4 de julio de 2016

La vida en el silencio


Después de tanto tiempo de vivir con Ana llega un punto en el que pierdes la capacidad de sentir emociones más allá del rencor, el resentimiento, la amargura y una sensación de vacío que no tiene par. Tu rostro se vuelve inexpresivo, aunque la ausencia de sonrisa es interpretada por “los otros” como el reflejo de un aparente enojo. Ya lo he dicho en ocasiones anteriores: el mundo no sabe lidiar con el dolor ajeno.

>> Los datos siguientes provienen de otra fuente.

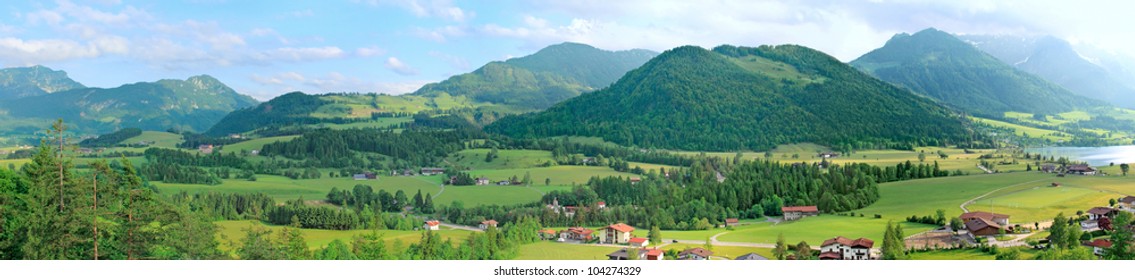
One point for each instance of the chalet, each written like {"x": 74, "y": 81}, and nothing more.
{"x": 1099, "y": 246}
{"x": 999, "y": 219}
{"x": 697, "y": 254}
{"x": 642, "y": 254}
{"x": 1127, "y": 203}
{"x": 431, "y": 225}
{"x": 616, "y": 234}
{"x": 731, "y": 221}
{"x": 487, "y": 225}
{"x": 1081, "y": 169}
{"x": 577, "y": 234}
{"x": 792, "y": 213}
{"x": 845, "y": 248}
{"x": 638, "y": 242}
{"x": 429, "y": 171}
{"x": 547, "y": 234}
{"x": 1095, "y": 213}
{"x": 983, "y": 227}
{"x": 751, "y": 256}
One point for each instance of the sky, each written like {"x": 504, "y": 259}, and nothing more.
{"x": 269, "y": 48}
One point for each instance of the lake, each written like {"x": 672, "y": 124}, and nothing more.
{"x": 1094, "y": 157}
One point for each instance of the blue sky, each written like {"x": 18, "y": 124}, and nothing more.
{"x": 269, "y": 48}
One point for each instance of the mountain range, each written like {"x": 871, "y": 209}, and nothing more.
{"x": 733, "y": 99}
{"x": 538, "y": 81}
{"x": 191, "y": 104}
{"x": 946, "y": 68}
{"x": 1060, "y": 62}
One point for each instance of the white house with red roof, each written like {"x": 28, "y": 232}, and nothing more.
{"x": 845, "y": 248}
{"x": 616, "y": 234}
{"x": 431, "y": 225}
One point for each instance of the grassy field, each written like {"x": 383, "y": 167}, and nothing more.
{"x": 816, "y": 229}
{"x": 257, "y": 144}
{"x": 560, "y": 251}
{"x": 283, "y": 188}
{"x": 232, "y": 231}
{"x": 506, "y": 159}
{"x": 558, "y": 175}
{"x": 1040, "y": 202}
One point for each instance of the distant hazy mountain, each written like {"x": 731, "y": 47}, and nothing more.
{"x": 736, "y": 99}
{"x": 195, "y": 103}
{"x": 1058, "y": 61}
{"x": 943, "y": 67}
{"x": 33, "y": 81}
{"x": 554, "y": 74}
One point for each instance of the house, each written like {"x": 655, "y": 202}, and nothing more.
{"x": 731, "y": 221}
{"x": 792, "y": 213}
{"x": 1098, "y": 212}
{"x": 845, "y": 248}
{"x": 638, "y": 242}
{"x": 999, "y": 219}
{"x": 577, "y": 234}
{"x": 751, "y": 256}
{"x": 1127, "y": 203}
{"x": 1081, "y": 169}
{"x": 487, "y": 225}
{"x": 616, "y": 234}
{"x": 431, "y": 225}
{"x": 1099, "y": 246}
{"x": 697, "y": 254}
{"x": 547, "y": 234}
{"x": 983, "y": 227}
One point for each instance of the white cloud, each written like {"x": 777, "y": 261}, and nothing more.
{"x": 370, "y": 51}
{"x": 396, "y": 66}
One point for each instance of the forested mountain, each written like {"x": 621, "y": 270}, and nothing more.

         Hoy me encuentro en esa circunstancia. Los mensajes “positivos” simplemente no llegan a penetrar esa dura coraza que me impide expresar alguna emoción. Vivo en la eterna condena de Ana y el monstruo en el espejo: “no eres suficiente”. Más allá todo se vuelve silencio. Y la vida en el silencio es lo que mata.
         Esta recaída es quizás la más difícil que he tenido que enfrentar. La fuerza de Ana es devastadora. Te aleja de todo, de todos. Inhibe cualquier pensamiento que ayude a “sanar”. Y uno se ahoga en el silencio, enfrenta las batallas solo, aquí dentro, atrapado en la prisión de la existencia. Imposible que alguien se ponga en tus zapatos. Caminas descalzo por una senda de locura y muerte, mirando tu reflejo como si fuera poco menos que una sombra.
         ¿Por qué es tan difícil esta etapa? Porque cualquier llamado de ayuda implica dar razón a la condena: “no eres suficiente”. Tal vez por eso escribo: de mí, de “los otros”, del mundo en el que viven y del mundo en el que vivo, de los pequeños detalles mucho más que de las grandes hazañas. Escribo de un presente sumido en mi propia circunstancia, con la esperanza, quizá, de que algún lector vea ese llamado entre líneas y su presencia aleje por un momento la voz de Ana.
         Esta aparente calma me aterra, lo reconozco. Sé que viene un segundo impacto mucho más fuerte e ignoro hasta dónde me queda fortaleza para enfrentarlo. Ana logró lo que más temía: me arrebató la sonrisa, devoró los sueños, aniquiló el entramado que algún día llamé “amistad”. Y aquí estoy, en el umbral, en un punto entre “lo vivo” y “lo muerto”, lamiendo mis heridas para una nueva batalla, sin la fuerza ni la voluntad para “ser”.

         ¿Me arrepiento de lo ocurrido? No. Me arrepiento de lo no dicho, de la vida atascada en la garganta, de la mirada abyecta y los besos no encontrados. Lo demás que quede en el silencio.